Aigai artifacts on display at Louvre
Artifacts that were unearthed in 1882 by French researcher Michel Armand Clerc in the ancient city of Aigai in the western province of Manisa are currently being displayed at Paris' Louvre Museum.
The head of the excavations in the ancient city and an academic at Manisa Celal Bayar University Archaeology Department, Assistant Professor Yusuf Sezgin, said the ancient city drew the interest of academic circles even 135 years ago.
Aigai, one of the cities established by the Aiol people in western Anatolia, has a history of 2,800 years in Manisa's Yunusemre district.
Stating that as interest in the ancient Hellenic world increased at the end of 19th century and big museums began to be established, Sezgin said researchers competed against each other to gather artifacts.

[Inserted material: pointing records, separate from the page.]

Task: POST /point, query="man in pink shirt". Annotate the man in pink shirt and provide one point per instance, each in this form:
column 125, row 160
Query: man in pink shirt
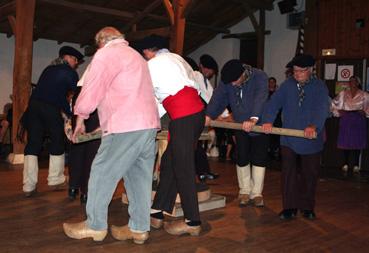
column 118, row 84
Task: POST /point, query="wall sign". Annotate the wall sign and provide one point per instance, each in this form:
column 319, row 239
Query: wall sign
column 344, row 72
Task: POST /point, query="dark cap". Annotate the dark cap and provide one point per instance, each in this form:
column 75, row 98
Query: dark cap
column 231, row 71
column 208, row 62
column 302, row 61
column 67, row 50
column 153, row 41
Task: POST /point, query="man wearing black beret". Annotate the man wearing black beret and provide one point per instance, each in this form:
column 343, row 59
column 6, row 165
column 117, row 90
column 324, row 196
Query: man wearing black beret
column 304, row 103
column 245, row 90
column 48, row 99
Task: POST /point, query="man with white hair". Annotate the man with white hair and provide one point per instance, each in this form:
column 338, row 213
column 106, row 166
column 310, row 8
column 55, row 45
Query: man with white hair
column 118, row 84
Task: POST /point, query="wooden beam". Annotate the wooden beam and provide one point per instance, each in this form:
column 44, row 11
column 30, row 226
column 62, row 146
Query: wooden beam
column 170, row 12
column 124, row 14
column 142, row 14
column 7, row 9
column 137, row 35
column 189, row 8
column 178, row 29
column 247, row 35
column 260, row 4
column 25, row 10
column 11, row 20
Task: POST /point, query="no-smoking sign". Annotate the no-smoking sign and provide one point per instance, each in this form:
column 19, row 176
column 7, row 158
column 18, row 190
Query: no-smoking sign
column 345, row 72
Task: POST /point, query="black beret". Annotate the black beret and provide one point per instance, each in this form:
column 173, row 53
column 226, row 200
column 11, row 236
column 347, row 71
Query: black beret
column 208, row 62
column 302, row 61
column 153, row 41
column 67, row 50
column 231, row 71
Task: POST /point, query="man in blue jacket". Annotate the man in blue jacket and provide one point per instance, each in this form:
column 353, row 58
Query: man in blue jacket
column 303, row 100
column 48, row 100
column 245, row 90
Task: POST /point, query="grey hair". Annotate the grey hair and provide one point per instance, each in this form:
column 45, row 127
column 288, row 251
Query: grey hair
column 107, row 34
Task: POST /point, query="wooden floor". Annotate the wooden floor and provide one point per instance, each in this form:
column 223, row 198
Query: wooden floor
column 35, row 224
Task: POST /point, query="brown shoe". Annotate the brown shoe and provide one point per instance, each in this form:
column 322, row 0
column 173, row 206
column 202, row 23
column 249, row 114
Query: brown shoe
column 59, row 187
column 156, row 223
column 258, row 201
column 80, row 230
column 180, row 227
column 30, row 193
column 124, row 233
column 244, row 199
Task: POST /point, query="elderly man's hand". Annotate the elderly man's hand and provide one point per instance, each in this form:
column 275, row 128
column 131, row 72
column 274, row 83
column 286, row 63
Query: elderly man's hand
column 310, row 132
column 79, row 129
column 248, row 124
column 267, row 127
column 207, row 120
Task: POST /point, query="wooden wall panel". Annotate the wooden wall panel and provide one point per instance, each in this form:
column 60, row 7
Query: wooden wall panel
column 337, row 27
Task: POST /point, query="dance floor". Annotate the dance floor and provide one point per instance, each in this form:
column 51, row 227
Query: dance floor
column 342, row 224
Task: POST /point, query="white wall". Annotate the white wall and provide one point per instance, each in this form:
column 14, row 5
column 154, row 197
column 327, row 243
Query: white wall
column 44, row 51
column 280, row 45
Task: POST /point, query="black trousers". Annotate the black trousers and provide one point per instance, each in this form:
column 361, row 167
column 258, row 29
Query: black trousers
column 251, row 149
column 299, row 185
column 81, row 157
column 201, row 160
column 177, row 171
column 44, row 120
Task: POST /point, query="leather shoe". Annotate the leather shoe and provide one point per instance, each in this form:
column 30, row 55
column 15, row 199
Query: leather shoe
column 124, row 233
column 59, row 187
column 180, row 227
column 287, row 214
column 156, row 223
column 244, row 199
column 83, row 198
column 258, row 201
column 80, row 230
column 211, row 176
column 72, row 193
column 309, row 214
column 30, row 193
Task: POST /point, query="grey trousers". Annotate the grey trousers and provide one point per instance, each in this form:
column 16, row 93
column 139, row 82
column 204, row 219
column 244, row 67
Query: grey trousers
column 129, row 156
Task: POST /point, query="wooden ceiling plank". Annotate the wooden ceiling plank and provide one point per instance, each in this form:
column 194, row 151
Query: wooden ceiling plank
column 142, row 14
column 169, row 8
column 90, row 8
column 138, row 35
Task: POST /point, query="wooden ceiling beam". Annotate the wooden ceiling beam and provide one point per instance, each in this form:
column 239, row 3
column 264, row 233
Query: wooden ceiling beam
column 169, row 8
column 142, row 14
column 124, row 14
column 260, row 4
column 138, row 35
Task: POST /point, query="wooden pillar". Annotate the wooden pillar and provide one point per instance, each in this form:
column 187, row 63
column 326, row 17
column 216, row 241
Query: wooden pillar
column 260, row 32
column 178, row 28
column 22, row 71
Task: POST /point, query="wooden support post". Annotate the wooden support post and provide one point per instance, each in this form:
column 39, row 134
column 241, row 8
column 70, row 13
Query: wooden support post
column 178, row 29
column 25, row 10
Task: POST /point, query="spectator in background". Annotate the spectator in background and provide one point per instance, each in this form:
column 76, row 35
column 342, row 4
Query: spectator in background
column 352, row 106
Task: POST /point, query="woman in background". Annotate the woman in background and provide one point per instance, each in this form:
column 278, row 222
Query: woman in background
column 352, row 106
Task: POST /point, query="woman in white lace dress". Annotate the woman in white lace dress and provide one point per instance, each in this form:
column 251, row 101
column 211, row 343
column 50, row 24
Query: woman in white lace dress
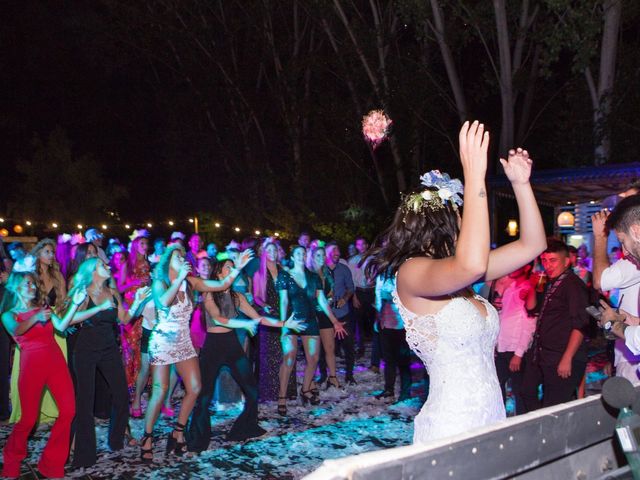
column 437, row 254
column 170, row 341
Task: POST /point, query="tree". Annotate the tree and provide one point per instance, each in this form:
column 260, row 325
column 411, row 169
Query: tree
column 61, row 186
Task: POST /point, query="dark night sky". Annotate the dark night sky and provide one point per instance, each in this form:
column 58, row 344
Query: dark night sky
column 54, row 74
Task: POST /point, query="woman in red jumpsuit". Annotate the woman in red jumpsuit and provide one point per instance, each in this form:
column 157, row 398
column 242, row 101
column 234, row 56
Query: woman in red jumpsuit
column 42, row 364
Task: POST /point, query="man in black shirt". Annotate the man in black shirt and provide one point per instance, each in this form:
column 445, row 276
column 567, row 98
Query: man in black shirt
column 558, row 357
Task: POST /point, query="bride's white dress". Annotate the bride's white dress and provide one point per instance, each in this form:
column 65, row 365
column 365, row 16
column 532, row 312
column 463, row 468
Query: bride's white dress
column 457, row 347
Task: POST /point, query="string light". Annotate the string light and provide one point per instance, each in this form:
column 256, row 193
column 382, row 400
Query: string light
column 127, row 226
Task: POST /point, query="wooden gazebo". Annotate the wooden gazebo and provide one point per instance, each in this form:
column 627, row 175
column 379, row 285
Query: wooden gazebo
column 563, row 189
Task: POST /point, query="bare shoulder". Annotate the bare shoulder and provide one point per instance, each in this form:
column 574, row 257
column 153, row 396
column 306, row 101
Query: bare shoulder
column 412, row 271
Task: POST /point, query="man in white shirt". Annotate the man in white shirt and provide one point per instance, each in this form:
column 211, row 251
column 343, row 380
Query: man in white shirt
column 624, row 274
column 363, row 301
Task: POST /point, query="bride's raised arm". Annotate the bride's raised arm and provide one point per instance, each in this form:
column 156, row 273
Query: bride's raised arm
column 532, row 241
column 469, row 262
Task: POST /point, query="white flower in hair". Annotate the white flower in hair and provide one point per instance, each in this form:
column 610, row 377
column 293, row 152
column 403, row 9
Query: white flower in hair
column 25, row 265
column 444, row 193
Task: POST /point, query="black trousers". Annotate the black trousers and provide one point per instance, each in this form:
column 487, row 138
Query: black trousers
column 555, row 389
column 365, row 315
column 347, row 346
column 397, row 355
column 502, row 360
column 223, row 349
column 5, row 355
column 109, row 363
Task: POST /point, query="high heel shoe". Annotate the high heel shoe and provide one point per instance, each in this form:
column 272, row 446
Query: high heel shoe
column 282, row 409
column 179, row 448
column 308, row 397
column 314, row 388
column 146, row 454
column 332, row 383
column 167, row 411
column 135, row 412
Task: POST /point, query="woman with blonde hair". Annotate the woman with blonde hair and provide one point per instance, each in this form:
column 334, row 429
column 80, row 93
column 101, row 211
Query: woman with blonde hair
column 170, row 342
column 41, row 365
column 96, row 349
column 52, row 292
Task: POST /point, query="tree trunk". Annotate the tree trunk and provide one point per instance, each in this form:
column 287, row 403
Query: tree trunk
column 506, row 87
column 608, row 50
column 449, row 63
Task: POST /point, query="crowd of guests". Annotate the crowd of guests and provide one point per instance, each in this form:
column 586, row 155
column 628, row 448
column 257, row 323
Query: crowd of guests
column 545, row 328
column 106, row 320
column 94, row 325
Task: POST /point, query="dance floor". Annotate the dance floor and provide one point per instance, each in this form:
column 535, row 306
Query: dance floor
column 347, row 422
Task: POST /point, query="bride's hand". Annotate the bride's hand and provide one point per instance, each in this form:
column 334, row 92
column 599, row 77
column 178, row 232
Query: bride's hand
column 474, row 143
column 517, row 167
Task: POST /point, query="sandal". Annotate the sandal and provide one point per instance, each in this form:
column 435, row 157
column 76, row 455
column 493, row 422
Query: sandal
column 179, row 448
column 146, row 454
column 282, row 409
column 135, row 412
column 335, row 383
column 308, row 397
column 128, row 438
column 314, row 388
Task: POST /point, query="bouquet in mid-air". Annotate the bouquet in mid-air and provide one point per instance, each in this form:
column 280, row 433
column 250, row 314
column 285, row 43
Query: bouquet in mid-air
column 375, row 127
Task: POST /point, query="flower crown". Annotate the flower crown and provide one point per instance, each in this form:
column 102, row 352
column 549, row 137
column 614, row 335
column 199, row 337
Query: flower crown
column 25, row 265
column 447, row 190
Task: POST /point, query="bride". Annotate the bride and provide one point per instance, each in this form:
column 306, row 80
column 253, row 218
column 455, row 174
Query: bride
column 437, row 253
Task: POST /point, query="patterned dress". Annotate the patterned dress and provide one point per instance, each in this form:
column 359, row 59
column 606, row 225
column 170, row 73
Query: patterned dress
column 270, row 351
column 132, row 332
column 170, row 340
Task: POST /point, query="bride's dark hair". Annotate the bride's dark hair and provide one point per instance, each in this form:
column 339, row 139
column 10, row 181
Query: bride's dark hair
column 428, row 232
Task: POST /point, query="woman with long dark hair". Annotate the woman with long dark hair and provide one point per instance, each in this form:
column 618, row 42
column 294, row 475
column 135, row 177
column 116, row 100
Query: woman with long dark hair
column 300, row 289
column 170, row 342
column 437, row 253
column 222, row 348
column 96, row 350
column 42, row 365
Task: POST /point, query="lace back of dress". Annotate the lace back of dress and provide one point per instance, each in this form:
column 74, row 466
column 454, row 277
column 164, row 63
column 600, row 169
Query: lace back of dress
column 422, row 331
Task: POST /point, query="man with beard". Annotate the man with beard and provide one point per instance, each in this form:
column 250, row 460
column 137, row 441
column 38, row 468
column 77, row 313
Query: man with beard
column 622, row 275
column 625, row 222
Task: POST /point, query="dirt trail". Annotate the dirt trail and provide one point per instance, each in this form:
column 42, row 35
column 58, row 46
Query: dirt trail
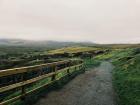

"Aigai was also affected by this situation, too. At the beginning of the 1880s, the first French researchers and then the Germans began struggling to work in Aigai. French archaeologists were irritated that the Germans had interest in Aigai. In the letters they sent to their institutions, they stated that the Germans had more developed tools like cameras and that they were behind them. We know that the artifacts that were unearthed during short-term examinations that were carried out in this period were taken to the Louvre Museum. This was realized with the permission of the Ottoman state and shows us that the academic world had an interest in Aigai even 135 years ago," he said.
One 12 Ionian cities
Aigai, which dates back to the eighth century B.C. and was one of the 12 Ionian cities mentioned by Herodotus, is sometimes known as "Nemrut Castle." The city was a significant center of trade in the Hellenistic era.